A compaixão pelos mais necessitados começou aos 5 anos. Ao visitar os parentes de uma babá que morava em uma favela, reparou que as crianças não tinham brinquedos. Em casa, separou uma boa quantidade dos seus e distribuiu entre a meninada. Adulta, fez curso de instrumentação cirúrgica para trabalhar como voluntária em hospitais públicos. A caridade permeou toda a sua vida e refletiu-se no hábito de não usar joias — exceto por uma aliança e um anel de Nossa Senhora das Graças. “Não vejo sentido em gastar fortunas para me enfeitar, mas não censuro ninguém”, diz. Adepta das bijuterias, mantém poucos vestidos de grife no armário, todos peças-piloto, uma espécie de molde, comprados diretamente das casas de alta costura. Por isso, ela jura, custaram barato. Como sempre foi magra e alta, as marcas famosas como Dior, Givenchy e Guy Laroche faziam questão de emprestar-lhe suas criações para que ela desfilasse por Paris e Nova York, cidades onde seu marido era dono de boates badaladas.

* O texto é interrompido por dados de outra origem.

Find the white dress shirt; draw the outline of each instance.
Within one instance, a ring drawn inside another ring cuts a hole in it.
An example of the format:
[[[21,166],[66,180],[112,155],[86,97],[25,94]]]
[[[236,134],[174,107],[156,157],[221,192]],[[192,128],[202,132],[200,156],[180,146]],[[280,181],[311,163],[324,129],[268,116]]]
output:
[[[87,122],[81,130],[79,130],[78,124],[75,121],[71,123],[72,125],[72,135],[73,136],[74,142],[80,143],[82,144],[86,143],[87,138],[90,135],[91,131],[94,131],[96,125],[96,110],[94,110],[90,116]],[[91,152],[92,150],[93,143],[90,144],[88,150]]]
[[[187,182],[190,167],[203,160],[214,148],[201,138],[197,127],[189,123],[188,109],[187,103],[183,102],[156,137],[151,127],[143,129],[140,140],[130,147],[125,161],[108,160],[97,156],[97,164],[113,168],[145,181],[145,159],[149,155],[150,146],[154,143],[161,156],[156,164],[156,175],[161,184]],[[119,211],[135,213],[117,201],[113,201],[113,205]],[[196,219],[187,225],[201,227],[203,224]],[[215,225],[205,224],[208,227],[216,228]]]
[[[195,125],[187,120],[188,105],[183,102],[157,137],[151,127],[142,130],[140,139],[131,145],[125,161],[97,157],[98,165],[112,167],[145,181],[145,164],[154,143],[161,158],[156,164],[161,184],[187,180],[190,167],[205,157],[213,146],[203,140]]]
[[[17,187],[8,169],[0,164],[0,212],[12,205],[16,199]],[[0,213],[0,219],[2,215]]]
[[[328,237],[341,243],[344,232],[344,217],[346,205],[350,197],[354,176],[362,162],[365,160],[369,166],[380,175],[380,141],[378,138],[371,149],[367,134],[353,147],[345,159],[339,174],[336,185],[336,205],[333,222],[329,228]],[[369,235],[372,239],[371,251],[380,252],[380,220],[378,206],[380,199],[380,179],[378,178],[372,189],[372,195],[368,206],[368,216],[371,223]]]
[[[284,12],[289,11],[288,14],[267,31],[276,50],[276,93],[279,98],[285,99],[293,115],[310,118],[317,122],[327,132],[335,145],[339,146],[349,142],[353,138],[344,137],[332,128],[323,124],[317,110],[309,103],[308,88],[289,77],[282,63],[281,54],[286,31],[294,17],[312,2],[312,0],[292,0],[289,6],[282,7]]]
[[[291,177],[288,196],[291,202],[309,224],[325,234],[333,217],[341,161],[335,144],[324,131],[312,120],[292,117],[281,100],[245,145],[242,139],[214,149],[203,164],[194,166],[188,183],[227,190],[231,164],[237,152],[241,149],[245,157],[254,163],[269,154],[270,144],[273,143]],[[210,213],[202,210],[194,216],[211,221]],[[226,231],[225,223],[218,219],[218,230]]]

Casados há 52 anos, a carioca Gisella e o paulista Ricardo Amaral conheceram-se em março de 1964, em uma festa. Ricardo conversava com duas amigas quando notou uma moça deslumbrante que usava um enorme coque. Ao perceberem que ele não prestava atenção em uma palavra do que diziam, resolveram apresentá-lo a Gisella Amaral — sim, seu sobrenome de solteira é idêntico ao dele. A primeira impressão não foi exatamente boa. Os dois passaram a noite discutindo política — em campos opostos. Ainda assim, ele fez questão de deixá-la em casa. A partir daí, não pararam mais de se ver. “Sou o homem mais sortudo da terra. Gisella sempre levou a vida com leveza e mesmo agora está enfrentando tudo com elegância. Ela só tem um defeito: é péssima fisionomista. Artista, quando ela encontra, trata como se fosse o melhor amigo dela. Aí, então, lembra que só o conhece da TV”, conta o marido.
O tríplex dos Amaral no Leblon segue um padrão peculiar de decoração, em que cada andar tem uma cor predominante. O 1º é todo enfeitado com objetos azuis. No 2º prevalecem o vermelho e o verde, enquanto no último piso o amarelo está por toda parte. Gisella gosta de recepcionar as visitas com roupas que combinam com as cores de cada ambiente. “É quase um TOC”, ela ri. Nos fins de semana, o casal costuma receber os filhos e as netas Maria Julia, Mariana e Maria Fernanda, do caçula Bernardo, para jantar. “A doença aproximou mais a gente. Agora, eles sempre vêm aqui e me ligam o tempo todo para saber como estou. Recebo muito carinho”, diz ela. Embora tenha um tratamento regrado, ela procura, dentro do possível, manter a rotina. Três vezes por semana, faz ioga em casa com um professor particular. Nos outros dias, caminha no Jardim Botânico. À noite, nada 2 000 metros na piscina do Copacabana Palace. No dia da entrevista a VEJA RIO, depois de organizar um almoço para uma amiga de São Paulo e da aula de ioga, levou a neta mais velha, Maria Julia, de 15 anos, ao ortopedista. Com uma disposição assombrosa, saiu em disparada pelas ruas do Leblon para alcançar uma loja de artigos médicos antes que fechasse. Tudo com um sorriso contagiante nos lábios. “A alegria é o melhor remédio que existe”, ensina.